One of the presenters at the conference I attended was Marcus Borg, a prolific writer and favourite of so-called "progressive" Christians. It strikes me as a rather smug, self-important way of describing one's self, but Borg is neither smug or self-important. I do not share his conclusions about the metaphorical nature of the gospels and letters, but I have read several of his books and appreciate his thoughtfulness.
For that reason I wanted to actually hear him and he didn't disappoint. His latest book is Speaking Christian: Why Christian Words Have Lost Their Meaning and Power --AND HOW THEY CAN BE RESTORED. That's quite a mouthful for a book title, but it does describe his mission.
He offered that an increasingly secularized society is one reason that we are losing the ability to "speak Christian" and another is the misunderstanding and distortion of Christian words by those who assume they are fluent.
Borg shared with us that half of his first year students in the New Testament course he teaches have never attended a church service other than for weddings or funerals. He gets these students to take ten minutes to write an essay called Me and Christianity. He gets responses such as "I don't know much about the Bible, but I think there's a story in it about a guy in a fish." And "I don't know much about Christianity, but I think that Christians are really against trespassing." Apparently we Christians have major boundary issues! Borg points out that these are bright students, but they are Christianly illiterate.

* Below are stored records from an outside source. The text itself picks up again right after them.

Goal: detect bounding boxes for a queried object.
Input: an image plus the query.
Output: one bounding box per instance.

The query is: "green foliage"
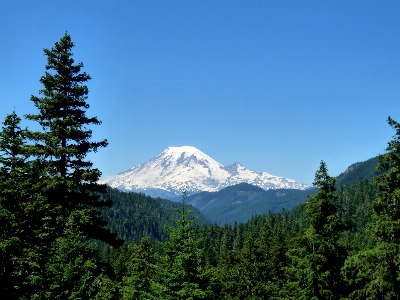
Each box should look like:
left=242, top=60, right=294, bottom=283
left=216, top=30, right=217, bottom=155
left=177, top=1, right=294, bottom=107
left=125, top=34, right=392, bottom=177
left=337, top=156, right=385, bottom=186
left=26, top=33, right=119, bottom=244
left=123, top=237, right=163, bottom=299
left=343, top=117, right=400, bottom=299
left=288, top=162, right=345, bottom=299
left=160, top=191, right=211, bottom=299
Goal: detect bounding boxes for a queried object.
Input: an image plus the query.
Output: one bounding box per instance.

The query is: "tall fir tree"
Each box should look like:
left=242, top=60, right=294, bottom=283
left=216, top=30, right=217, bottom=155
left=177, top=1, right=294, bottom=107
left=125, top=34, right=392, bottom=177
left=342, top=117, right=400, bottom=299
left=26, top=33, right=119, bottom=244
left=0, top=112, right=32, bottom=298
left=288, top=161, right=345, bottom=299
left=160, top=190, right=212, bottom=300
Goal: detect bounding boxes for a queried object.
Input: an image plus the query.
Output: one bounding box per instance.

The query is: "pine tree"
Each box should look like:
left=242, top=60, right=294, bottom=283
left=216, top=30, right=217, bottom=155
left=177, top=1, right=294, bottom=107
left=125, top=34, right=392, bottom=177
left=160, top=191, right=211, bottom=300
left=26, top=33, right=119, bottom=244
left=343, top=117, right=400, bottom=299
left=288, top=161, right=345, bottom=299
left=0, top=112, right=30, bottom=297
left=123, top=237, right=161, bottom=300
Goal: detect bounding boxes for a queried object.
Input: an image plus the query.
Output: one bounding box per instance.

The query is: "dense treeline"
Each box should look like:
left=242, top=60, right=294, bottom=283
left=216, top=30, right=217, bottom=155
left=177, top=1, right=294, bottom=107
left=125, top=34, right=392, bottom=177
left=0, top=34, right=400, bottom=299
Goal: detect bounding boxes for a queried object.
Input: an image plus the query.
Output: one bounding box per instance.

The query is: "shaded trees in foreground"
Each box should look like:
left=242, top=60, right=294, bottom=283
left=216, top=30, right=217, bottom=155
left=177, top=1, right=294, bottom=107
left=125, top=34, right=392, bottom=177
left=0, top=34, right=400, bottom=299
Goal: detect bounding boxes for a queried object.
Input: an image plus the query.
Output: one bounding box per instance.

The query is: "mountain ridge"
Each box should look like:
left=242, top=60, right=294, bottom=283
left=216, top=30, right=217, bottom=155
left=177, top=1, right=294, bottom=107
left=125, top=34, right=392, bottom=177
left=100, top=146, right=310, bottom=199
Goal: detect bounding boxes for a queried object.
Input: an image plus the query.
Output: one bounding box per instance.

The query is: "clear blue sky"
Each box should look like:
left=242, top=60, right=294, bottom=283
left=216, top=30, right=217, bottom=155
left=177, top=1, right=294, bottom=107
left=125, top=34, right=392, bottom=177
left=0, top=0, right=400, bottom=183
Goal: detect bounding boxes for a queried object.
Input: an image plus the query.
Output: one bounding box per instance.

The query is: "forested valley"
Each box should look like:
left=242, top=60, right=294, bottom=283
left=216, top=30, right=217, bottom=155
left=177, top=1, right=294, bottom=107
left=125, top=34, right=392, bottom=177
left=0, top=33, right=400, bottom=299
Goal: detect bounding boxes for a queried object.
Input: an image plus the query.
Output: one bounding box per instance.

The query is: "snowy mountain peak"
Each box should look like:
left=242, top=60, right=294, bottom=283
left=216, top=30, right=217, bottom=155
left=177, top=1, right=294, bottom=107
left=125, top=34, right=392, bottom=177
left=101, top=146, right=310, bottom=198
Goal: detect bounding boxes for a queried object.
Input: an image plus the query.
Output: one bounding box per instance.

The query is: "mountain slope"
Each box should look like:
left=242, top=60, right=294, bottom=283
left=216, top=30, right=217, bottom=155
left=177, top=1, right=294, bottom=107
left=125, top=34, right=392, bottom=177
left=186, top=183, right=315, bottom=224
left=101, top=146, right=310, bottom=199
left=337, top=156, right=383, bottom=185
left=102, top=188, right=210, bottom=243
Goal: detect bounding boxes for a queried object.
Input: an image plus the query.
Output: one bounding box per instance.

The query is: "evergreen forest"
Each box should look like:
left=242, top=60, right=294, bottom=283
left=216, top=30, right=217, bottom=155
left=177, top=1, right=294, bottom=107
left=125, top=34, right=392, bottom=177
left=0, top=33, right=400, bottom=300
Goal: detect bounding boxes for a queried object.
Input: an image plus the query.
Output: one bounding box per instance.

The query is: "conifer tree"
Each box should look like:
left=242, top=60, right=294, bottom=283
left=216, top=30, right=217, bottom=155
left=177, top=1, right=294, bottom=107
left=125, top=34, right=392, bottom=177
left=123, top=237, right=161, bottom=300
left=0, top=112, right=30, bottom=297
left=160, top=190, right=212, bottom=300
left=288, top=161, right=345, bottom=299
left=26, top=33, right=119, bottom=244
left=342, top=117, right=400, bottom=299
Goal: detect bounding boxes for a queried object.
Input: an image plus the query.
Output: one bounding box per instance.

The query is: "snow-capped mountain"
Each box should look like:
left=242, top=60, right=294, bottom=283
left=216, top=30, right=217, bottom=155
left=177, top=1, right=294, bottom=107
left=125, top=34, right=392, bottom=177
left=100, top=146, right=311, bottom=199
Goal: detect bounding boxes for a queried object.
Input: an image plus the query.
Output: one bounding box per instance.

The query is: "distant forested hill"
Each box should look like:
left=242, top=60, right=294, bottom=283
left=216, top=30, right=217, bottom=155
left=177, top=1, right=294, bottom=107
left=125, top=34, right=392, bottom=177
left=102, top=187, right=210, bottom=243
left=336, top=156, right=382, bottom=186
left=187, top=183, right=315, bottom=224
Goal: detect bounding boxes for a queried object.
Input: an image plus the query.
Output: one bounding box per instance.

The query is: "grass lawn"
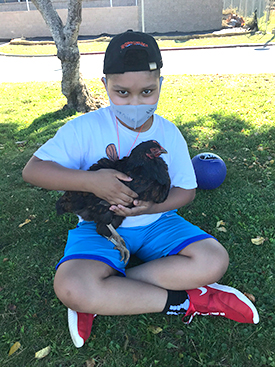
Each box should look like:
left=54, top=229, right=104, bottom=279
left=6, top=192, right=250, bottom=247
left=0, top=75, right=275, bottom=367
left=0, top=12, right=275, bottom=55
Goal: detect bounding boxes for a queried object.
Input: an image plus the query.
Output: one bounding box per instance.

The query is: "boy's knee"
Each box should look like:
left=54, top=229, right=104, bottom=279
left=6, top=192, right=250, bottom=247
left=208, top=241, right=229, bottom=282
left=54, top=275, right=97, bottom=312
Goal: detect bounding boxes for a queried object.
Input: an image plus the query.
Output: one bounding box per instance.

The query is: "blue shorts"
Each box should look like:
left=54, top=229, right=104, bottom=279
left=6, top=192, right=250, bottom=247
left=56, top=211, right=214, bottom=275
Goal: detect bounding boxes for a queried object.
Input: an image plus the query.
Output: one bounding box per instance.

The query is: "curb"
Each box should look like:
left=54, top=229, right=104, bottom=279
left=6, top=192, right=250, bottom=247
left=0, top=42, right=275, bottom=57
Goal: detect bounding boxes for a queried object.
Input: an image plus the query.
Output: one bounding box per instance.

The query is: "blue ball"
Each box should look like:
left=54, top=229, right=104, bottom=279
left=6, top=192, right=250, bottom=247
left=192, top=153, right=226, bottom=190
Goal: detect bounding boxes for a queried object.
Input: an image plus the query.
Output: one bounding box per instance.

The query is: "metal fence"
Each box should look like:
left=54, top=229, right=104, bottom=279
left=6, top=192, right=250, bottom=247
left=223, top=0, right=274, bottom=17
left=0, top=0, right=138, bottom=8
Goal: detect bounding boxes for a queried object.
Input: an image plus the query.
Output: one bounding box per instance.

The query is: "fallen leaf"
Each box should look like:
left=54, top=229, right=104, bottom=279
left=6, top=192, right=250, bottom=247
left=216, top=220, right=225, bottom=228
left=217, top=227, right=227, bottom=233
left=15, top=140, right=27, bottom=147
left=86, top=358, right=95, bottom=367
left=34, top=345, right=51, bottom=359
left=8, top=304, right=16, bottom=311
left=244, top=292, right=255, bottom=303
left=148, top=326, right=162, bottom=335
left=18, top=219, right=31, bottom=228
left=251, top=236, right=265, bottom=246
left=9, top=342, right=21, bottom=356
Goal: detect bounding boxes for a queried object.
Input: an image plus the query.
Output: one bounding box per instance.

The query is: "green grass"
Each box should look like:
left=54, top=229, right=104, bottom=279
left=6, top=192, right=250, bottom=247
left=0, top=13, right=275, bottom=55
left=0, top=75, right=275, bottom=367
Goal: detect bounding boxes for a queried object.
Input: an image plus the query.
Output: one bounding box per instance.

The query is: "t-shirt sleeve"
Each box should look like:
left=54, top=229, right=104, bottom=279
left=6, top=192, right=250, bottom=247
left=34, top=121, right=83, bottom=169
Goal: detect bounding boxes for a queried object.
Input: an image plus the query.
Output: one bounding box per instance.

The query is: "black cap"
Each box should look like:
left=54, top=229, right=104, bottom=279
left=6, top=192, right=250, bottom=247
left=103, top=30, right=163, bottom=74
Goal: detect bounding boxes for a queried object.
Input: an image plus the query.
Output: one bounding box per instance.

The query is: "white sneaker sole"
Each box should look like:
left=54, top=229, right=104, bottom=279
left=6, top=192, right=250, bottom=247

He figures that we begin our literacy program "in house" by reconsidering the key words and phrases. I could say more, but maybe you should just read the book.
Are you fluent in Christianity or do you feel that you just have a few snippets of the language? I tell people I speak cereal box French -- I could never carry on a conversation even though I have some vestiges of public and high school French. Do you wish you were more conversant? Does it matter?
This author's point of view reminds me of my first year history class at Queen's. HIST 121 was a survey of the major philosophical writings from Biblical times to Betrand Russell. The swing of it was to basically examine major texts and tease out their obvious (and not-so obvious) historical implications.
ReplyDeleteAnyway, where I'm going with this is that at the end of the course, many of my classmates complained that their lack of Biblical knowledge was a handicap for them. They just had no way of connecting to St. Augustine, Martin Luther or others because of their lack of Christian knowledge.
It blew my mind at the time, because that knowledge base was what I had grown up with.
I look forward to Borg's progressive viewpoint. What I have read of his confirms my view of a God that expands life, not limits it. For many the only notion they have of God is of shalt nots, sin, and an angry God waiting for us to "mess-up", and a God that if we do okay in life will take care of us in death....and frankly I get the growing disconnect in modern society to this God. So I am grateful for Borg sharing his take on his God as one who wants to know us, walk with us everyday and whose expectations of us aren't huge and restrictive, but to be in loyal relationship with "Him" and to live with compassion.